Homens mais evoluídos têm níveis menores de testosterona, diz estudo

Do UOL, em São Paulo

O ser humano moderno, Homo sapiens, apareceu no registro fóssil há aproximadamente 200 mil anos. Mas lá se vão apenas 50 mil anos que ele dominou técnicas de produção de arte e de ferramentas de pesca e caça. E, de acordo com um novo estudo, esse homem que ficou mais sofisticado teria perdido um pouco da masculinidade no meio do caminho.

Publicado no início de agosto na revista "Current Anthropology", o estudo revela que os crânios humanos mudaram de formato, de uma maneira que indica uma diminuição dos níveis de testosterona no mesmo período em que a civilização estava florescendo.

"A evolução do homem, que o tornou capaz de criar tecnologia e arte e de trocar conhecimento, provavelmente veio ao mesmo tempo em que desenvolvemos um temperamento mais cooperativista", afirma o autor do estudo, Robert Cieri, estudante de Biologia na Universidade de Utah (EUA), que começou este trabalho na Universidade de Duke, na Carolina do Norte.


O estudo, que tem como base as medidas de mais de 1.400 crânios antigos e modernos, sugere que a humanidade tenha avançado no momento em que as pessoas começaram a ser mais amáveis umas com as outras, o que implica em níveis menores de testosterona em ação. Pesquisas anteriores já comprovaram que o hormônio tem um papel fundamental no comportamento agressivo. principalmente nos homens.
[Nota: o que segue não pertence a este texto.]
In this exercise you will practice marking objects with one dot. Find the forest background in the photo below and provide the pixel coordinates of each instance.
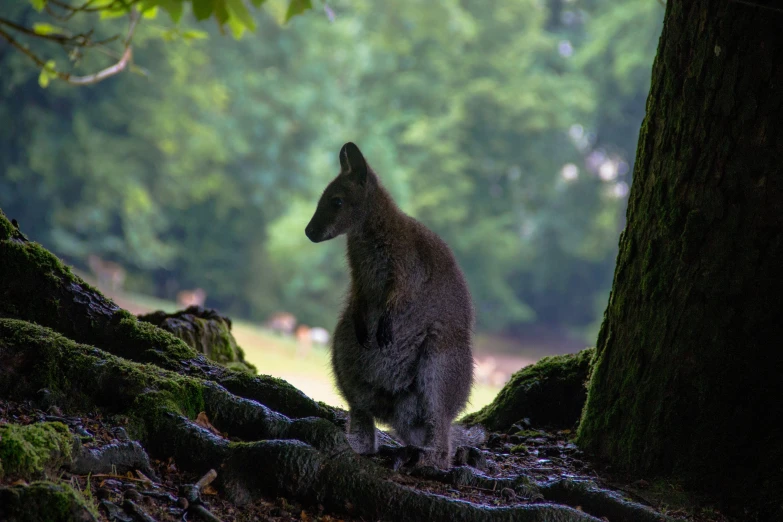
(507, 127)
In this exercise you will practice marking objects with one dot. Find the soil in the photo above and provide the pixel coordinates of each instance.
(545, 457)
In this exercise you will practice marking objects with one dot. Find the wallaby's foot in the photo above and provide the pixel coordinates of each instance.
(407, 457)
(399, 457)
(384, 333)
(361, 433)
(470, 456)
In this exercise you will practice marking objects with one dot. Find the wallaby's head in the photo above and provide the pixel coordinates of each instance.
(343, 205)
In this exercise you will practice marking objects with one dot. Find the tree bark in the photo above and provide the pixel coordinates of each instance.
(282, 443)
(687, 376)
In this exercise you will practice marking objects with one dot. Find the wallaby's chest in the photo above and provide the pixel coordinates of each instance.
(371, 273)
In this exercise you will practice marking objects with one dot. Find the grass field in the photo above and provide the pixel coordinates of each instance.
(277, 356)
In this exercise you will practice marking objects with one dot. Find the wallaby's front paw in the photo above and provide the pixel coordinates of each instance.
(362, 445)
(360, 329)
(384, 333)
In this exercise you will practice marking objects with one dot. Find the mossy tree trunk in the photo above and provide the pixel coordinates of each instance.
(687, 377)
(282, 444)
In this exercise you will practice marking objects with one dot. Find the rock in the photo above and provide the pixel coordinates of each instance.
(206, 331)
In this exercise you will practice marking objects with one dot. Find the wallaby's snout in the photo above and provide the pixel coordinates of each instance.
(310, 233)
(314, 233)
(341, 206)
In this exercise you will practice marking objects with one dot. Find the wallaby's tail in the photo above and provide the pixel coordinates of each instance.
(464, 436)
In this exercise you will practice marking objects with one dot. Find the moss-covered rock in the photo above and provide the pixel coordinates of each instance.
(73, 308)
(44, 501)
(33, 450)
(549, 393)
(206, 331)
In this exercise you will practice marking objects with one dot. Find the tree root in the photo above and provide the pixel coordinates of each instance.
(585, 494)
(269, 439)
(308, 459)
(43, 501)
(122, 456)
(71, 307)
(599, 501)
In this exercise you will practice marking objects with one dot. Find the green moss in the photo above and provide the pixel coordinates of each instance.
(32, 450)
(549, 393)
(7, 229)
(45, 501)
(78, 375)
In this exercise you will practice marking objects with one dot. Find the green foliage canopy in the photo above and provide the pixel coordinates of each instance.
(507, 127)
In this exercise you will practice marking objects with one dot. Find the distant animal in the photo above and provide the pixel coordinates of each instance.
(282, 323)
(304, 340)
(110, 275)
(401, 350)
(484, 368)
(319, 336)
(196, 297)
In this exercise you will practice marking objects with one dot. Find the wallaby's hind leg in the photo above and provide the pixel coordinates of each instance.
(361, 432)
(423, 418)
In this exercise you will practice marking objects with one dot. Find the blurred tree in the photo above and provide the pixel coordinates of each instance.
(77, 27)
(480, 119)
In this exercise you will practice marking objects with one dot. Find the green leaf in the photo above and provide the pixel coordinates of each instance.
(237, 27)
(44, 29)
(150, 13)
(297, 7)
(239, 10)
(173, 8)
(202, 9)
(114, 12)
(38, 5)
(43, 79)
(221, 12)
(47, 73)
(193, 34)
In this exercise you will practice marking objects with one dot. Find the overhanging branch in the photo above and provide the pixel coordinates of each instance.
(89, 79)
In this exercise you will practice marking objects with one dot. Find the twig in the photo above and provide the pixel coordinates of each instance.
(207, 479)
(89, 79)
(59, 38)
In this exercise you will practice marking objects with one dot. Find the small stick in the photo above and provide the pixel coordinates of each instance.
(207, 479)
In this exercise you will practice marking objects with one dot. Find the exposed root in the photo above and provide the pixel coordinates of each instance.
(43, 501)
(600, 502)
(122, 457)
(308, 460)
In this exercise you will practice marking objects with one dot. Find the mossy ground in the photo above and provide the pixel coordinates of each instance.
(550, 393)
(32, 450)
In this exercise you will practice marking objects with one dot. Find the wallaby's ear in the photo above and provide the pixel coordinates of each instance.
(352, 162)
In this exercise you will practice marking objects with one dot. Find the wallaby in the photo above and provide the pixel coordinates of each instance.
(401, 350)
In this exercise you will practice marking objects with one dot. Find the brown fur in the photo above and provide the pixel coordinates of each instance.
(402, 347)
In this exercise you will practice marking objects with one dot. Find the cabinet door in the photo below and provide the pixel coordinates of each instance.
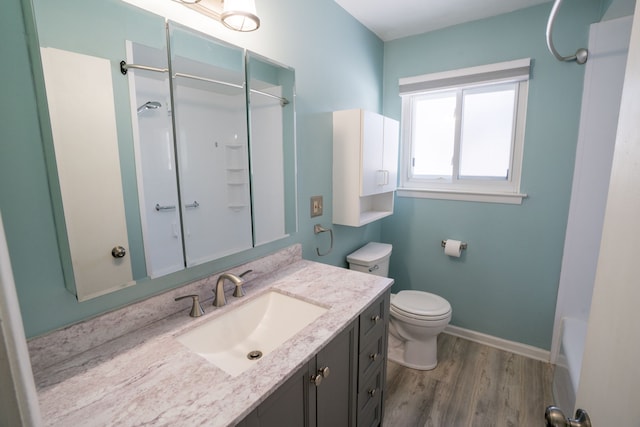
(288, 406)
(372, 177)
(390, 154)
(336, 395)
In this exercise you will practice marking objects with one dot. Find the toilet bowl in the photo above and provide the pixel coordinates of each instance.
(416, 317)
(416, 320)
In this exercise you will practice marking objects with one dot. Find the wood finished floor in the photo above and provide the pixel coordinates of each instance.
(473, 385)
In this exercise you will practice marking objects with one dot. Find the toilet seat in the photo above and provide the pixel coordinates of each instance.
(419, 305)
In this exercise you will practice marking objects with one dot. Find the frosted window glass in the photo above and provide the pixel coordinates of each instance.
(434, 135)
(487, 133)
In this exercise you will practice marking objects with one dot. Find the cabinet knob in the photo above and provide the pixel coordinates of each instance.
(316, 379)
(118, 252)
(324, 371)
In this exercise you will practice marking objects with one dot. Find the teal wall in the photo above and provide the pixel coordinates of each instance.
(338, 65)
(506, 283)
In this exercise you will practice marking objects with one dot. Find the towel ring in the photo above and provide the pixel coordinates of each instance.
(317, 229)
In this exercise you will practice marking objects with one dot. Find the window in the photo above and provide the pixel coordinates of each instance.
(463, 133)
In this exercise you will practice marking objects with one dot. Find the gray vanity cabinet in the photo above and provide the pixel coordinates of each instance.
(349, 393)
(372, 362)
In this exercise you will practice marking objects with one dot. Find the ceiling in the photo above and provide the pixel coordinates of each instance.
(394, 19)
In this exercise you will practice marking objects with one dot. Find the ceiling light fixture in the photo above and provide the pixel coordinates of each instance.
(240, 15)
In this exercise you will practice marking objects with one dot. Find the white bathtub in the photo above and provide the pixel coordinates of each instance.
(567, 373)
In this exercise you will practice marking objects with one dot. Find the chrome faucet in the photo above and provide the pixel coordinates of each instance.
(220, 300)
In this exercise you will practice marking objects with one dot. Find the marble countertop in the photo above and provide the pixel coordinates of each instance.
(147, 377)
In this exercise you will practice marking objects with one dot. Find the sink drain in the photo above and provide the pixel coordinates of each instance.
(254, 355)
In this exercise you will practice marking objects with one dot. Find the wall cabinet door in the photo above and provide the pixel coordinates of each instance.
(379, 163)
(390, 154)
(365, 166)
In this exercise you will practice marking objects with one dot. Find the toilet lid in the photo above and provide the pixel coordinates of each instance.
(420, 304)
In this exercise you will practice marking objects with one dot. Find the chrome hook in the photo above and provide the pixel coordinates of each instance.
(317, 229)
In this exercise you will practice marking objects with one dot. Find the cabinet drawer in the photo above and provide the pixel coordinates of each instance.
(373, 321)
(370, 401)
(370, 359)
(370, 416)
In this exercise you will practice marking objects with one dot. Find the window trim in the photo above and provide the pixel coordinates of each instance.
(507, 191)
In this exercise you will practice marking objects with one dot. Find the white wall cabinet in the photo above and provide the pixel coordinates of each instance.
(365, 166)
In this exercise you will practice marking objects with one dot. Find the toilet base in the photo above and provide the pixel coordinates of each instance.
(422, 356)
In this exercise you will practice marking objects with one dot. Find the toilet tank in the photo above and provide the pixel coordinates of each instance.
(371, 258)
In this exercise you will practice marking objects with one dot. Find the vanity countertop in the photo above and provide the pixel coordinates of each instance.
(146, 377)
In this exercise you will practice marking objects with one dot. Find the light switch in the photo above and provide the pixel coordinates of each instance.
(316, 206)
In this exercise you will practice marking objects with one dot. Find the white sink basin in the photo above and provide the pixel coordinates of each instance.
(262, 324)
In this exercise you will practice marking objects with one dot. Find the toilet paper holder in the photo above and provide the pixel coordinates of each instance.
(463, 245)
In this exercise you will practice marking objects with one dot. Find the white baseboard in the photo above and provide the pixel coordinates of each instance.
(499, 343)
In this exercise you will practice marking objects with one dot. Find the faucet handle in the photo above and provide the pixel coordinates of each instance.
(239, 291)
(196, 308)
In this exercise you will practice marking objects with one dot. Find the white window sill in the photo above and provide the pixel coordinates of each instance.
(469, 196)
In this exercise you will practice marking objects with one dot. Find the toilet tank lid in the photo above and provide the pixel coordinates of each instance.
(370, 253)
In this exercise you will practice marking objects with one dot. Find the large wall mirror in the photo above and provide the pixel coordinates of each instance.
(170, 148)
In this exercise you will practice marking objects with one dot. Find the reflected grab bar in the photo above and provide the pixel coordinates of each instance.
(283, 101)
(581, 55)
(124, 68)
(208, 80)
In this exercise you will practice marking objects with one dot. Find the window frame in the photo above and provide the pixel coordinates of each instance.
(476, 189)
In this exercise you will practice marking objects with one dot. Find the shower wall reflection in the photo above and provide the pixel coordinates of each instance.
(198, 183)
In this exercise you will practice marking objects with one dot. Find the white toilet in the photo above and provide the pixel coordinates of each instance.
(417, 317)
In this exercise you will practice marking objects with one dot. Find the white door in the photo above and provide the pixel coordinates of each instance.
(390, 155)
(83, 124)
(372, 150)
(609, 387)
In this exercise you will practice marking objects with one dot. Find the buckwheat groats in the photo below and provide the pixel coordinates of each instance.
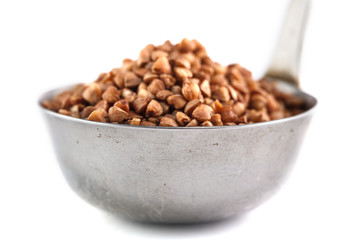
(176, 86)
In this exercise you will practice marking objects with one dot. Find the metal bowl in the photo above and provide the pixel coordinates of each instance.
(176, 175)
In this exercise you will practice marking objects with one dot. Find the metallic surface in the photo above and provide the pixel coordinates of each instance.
(176, 175)
(179, 175)
(285, 62)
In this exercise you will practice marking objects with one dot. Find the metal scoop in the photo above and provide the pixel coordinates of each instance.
(183, 175)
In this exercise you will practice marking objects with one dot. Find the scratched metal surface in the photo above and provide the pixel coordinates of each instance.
(176, 175)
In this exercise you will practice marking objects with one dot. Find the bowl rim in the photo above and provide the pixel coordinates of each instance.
(313, 104)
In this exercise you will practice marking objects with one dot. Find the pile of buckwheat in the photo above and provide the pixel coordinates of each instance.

Uma das mudanças evolutivas mais fáceis de notar é o formato dos crânios. Os supercílios proeminentes deram lugar a cabeças mais arredondadas. Embora os pesquisadores não pudessem determinar os níveis de testosterona ou se os humanos tinham menos receptores para o hormônio, o estudo mostrou a relação entre a queda de testosterona e o homem moderno. "Essas mudanças estão relacionadas aos níveis de testosterona que atuam sobre o esqueleto", diz o antropólogo Steven Churchill, supervisor da tese de Cieri em Duke.

Cieri comparou o cume da testa, a forma facial e o volume interior de 13 crânios humanos modernos mais velhos do que 80 mil anos, 41 crânios de 10 mil a 38 mil anos atrás, e uma amostra global de 1.367 crânios do século 20 de 30 etnias diferentes.

A tendência revelada foi a de uma redução no cume da testa e um encurtamento da parte superior da face, características geralmente relacionadas a redução na ação da testosterona.

Há uma série de teorias sobre por que, depois de 150 mil anos de existência, o ser humano, de repente avançou tecnologicamente. Existem várias provas de que, há aproximadamente 50 mil anos, o homem produziu ferramentas de ossos, chifres e tiras de couro e equipamentos de caça e pesca. Este avanço teria sido motivado por uma mutação do cérebro, pelo consumo de alimentos cozidos, pelo surgimento da linguagem ou simplesmente pelo aumento da densidade populacional?

Os pesquisadores de cognição animal Brian Hare e Jingzhi Tan, que participaram do estudo, consideram que o argumento está alinhado com o que já foi estabelecido sobre animais.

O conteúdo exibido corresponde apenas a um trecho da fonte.